R Package


Please note that this package requires the installation of R version 3.3 or higher. If you do not already have an updated version of R installed on your computer, you can find instructions on how to download the latest version here. This package also contains Python dependencies like Rcpp, which requires you to install Cplex first. If you do not already have an updated version of Cplex installed on your computer, you can find instructions on how to download and install it here.

Installation

AHB, along with its R dependencies, can be installed directly from CRAN via the following command:

install.packages('AHB')
Copied to clipboard!

Input Data Format

To begin using the R-AHB algorithm, first ensure that your dataset is stored as an R Data Frame. Remember, covariates can either be categorical, continuous, or mixed (categorical and continuous). In addition to the covariate columns, your dataset should include a column of binary or logical data types which specify whether a unit is treated (1) or control (0) and a column of numeric data types which specify unit outcomes. Below is a sample dataset in the required format:
x_1 (numeric) x_2 (numeric) ... x_m (numeric) treated (binary or logical) outcome (numeric)
3 2.0529 ... 4.7905 1 4.5321
0 3.9932 ... 7.6513 0 3.3348
... ... ... ... ... ...
1 6.9321 ... 1.5848 1 6.9320

Usage

To generate sample data for exploring AHB matching functionality, use the function gen_data as shown below. Remember to load the 'AHB' package a shown in line 1 before calling any of the functions discussed in this section. This example generates a data frame with n = 50 units and p = 5 covariates:
library('AHB')
set.seed(45)
n <- 50
p <- 5
data <- gen_data(n_units = n, p = p)
holdout <- gen_data(n_units = n, p = p)
To run the algorithm, use the AHB_fast_match or AHB_MIP_matchfunction as shown below. The required data parameter can either be a path to a .csv file or a dataframe. In this example, data and holdout generated above are used:
AHB_MIP_out <- AHB_MIP_match(data = data,  holdout = holdout, treated_column_name="treated", outcome_column_name="outcome")
AHB_fast_out <- AHB_fast_match(data = data,  holdout = holdout, treated_column_name="treated", outcome_column_name="outcome")
Take AHB_fast_out as an axample to illustrate the output of the AHB matching alogrithms. The object AHB_fast_out is a list of five entries:
AHB_fast_out$data: Data set was matched by AHB_fast_match(). If holdout is not a numeric value, the AHB_fast_out$data is the same as the data input into AHB_fast_match().

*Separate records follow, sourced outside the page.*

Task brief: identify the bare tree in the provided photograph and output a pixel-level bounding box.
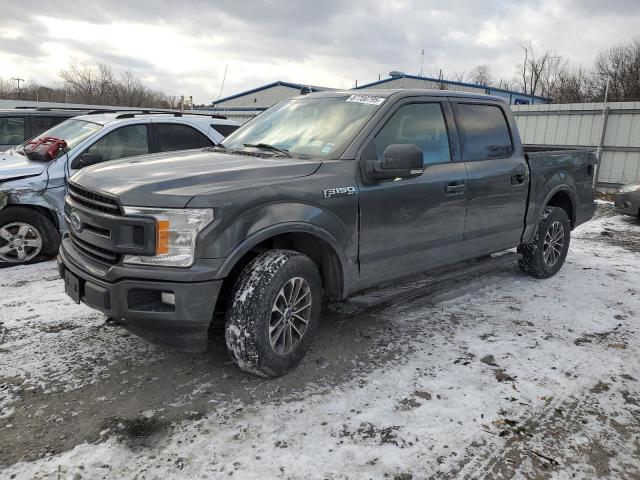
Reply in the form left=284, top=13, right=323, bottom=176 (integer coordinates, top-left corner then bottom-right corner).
left=593, top=38, right=640, bottom=101
left=469, top=65, right=493, bottom=86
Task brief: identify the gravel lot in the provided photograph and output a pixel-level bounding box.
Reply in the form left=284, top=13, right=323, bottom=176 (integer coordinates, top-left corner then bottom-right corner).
left=0, top=205, right=640, bottom=480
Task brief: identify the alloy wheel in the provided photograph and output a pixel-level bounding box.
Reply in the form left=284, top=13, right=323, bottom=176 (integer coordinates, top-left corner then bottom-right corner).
left=0, top=222, right=42, bottom=263
left=269, top=277, right=312, bottom=355
left=542, top=222, right=564, bottom=267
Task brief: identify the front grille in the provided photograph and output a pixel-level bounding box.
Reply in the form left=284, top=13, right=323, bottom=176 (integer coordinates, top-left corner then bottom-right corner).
left=69, top=232, right=122, bottom=265
left=69, top=183, right=120, bottom=215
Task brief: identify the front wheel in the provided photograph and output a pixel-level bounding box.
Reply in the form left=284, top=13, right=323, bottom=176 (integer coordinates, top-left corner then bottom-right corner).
left=0, top=206, right=60, bottom=265
left=518, top=207, right=571, bottom=278
left=225, top=250, right=322, bottom=377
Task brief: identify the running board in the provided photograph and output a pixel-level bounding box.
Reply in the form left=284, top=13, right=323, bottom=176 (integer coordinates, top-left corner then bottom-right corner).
left=330, top=251, right=521, bottom=317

If holdout is a numeric scalar between 0 and 1, AHB_fast_out$data is the remaining proportion of data that were matched.
AHB_fast_out$units_id: A integer vector with unit_id for test treated units
AHB_fast_out$CATE: A numeric vector with the conditional average treatment effect estimates for every test treated unit in its matched group in AHB_fast_out$MGs
AHB_fast_out$bins: A numeric vector with the conditional average treatment effect estimates for every test treated unit in its matched group in AHB_fast_out$MGs
AHB_fast_out$MGs: A list of all the matched groups formed by AHB_fast_match(). For each test treated unit, each row contains all unit_id of the other units that fall into its box, including itself.
To find the average treatment effect (ATE) or average treatment effect on the treated (ATT), use the functions ATE and ATT, respectively, as shown below:
ATE(AHB_out = AHB_fast_out)
ATT(AHB_out = AHB_fast_out)

AHB - Parameters and Defaults

AHB_fast_match(data, holdout = 0.1, treated_column_name = "treated", outcome_column_name = "outcome", black_box = "BART", cv = T, C = 0.1)
AHB_MIP_match(data, holdout = 0.1, treated_column_name = "treated", outcome_column_name = "outcome", black_box = "BART", cv = T, gamma0 = 3, gamma1 = 3, Beta = 2, m = 1, M = 1e+05, n_prune = ifelse(is.numeric(holdout), round(0.1 * (1 - holdout) * nrow(data)), round(0.1 * nrow(data))))
Expand all Collapse all

Key Parameters for AHB_fast_match

data:
file, Dataframe, required
If holdout is not a numeric value, this is the data to be matched. If holdout is a numeric scalar between 0 and 1, that proportion of data will be made into a holdout set and only the remaining proportion of data will be matched.
holdout:
numeric, file, Dataframe, optional (default = 0.1)
Holdout data used to train the outcome model. If a numeric scalar, that proportion of data will be made into a holdout set and only the remaining proportion of data will be matched. Otherwise, if a file path or dataframe is provided, that dataset will serve as the holdout data.
treated_column_name:
string, optional (default = 'treated')
The name of the column which specifies whether a unit is treated or control.
outcome_column_name:
string, optional (default = 'outcome')
The name of the column which specifies each unit outcome.
black_box
string, optional (default = 'BART)
Denotes the method to be used to generate outcome model Y. If "BART" and cv = F, uses dbarts::bart with keeptrees = TRUE, keepevery = 10, verbose = FALSE, k = 2 and ntree =200 and then the default predict method to estimate the outcome. If "BART" and cv = T, k and ntree will be best values from cross validation. Defaults to 'BART'. There will be multiple choices about black_box in the future.
cv
logical, optional (default = T)
If TURE, do cross-validation on the train set to generate outcome model Y
C
A positive scalar, optional (default = 0.1)
Determines the stopping condition for Fast AHB. When the variance in a newly expanded region exceeds C times the variance in the previous expansion region, the algorithm stops. Thus, higher C encourages coarser bins while lower C encourages finer ones. The user should analyze the data with multiple values of C to see how robust results are to its choice.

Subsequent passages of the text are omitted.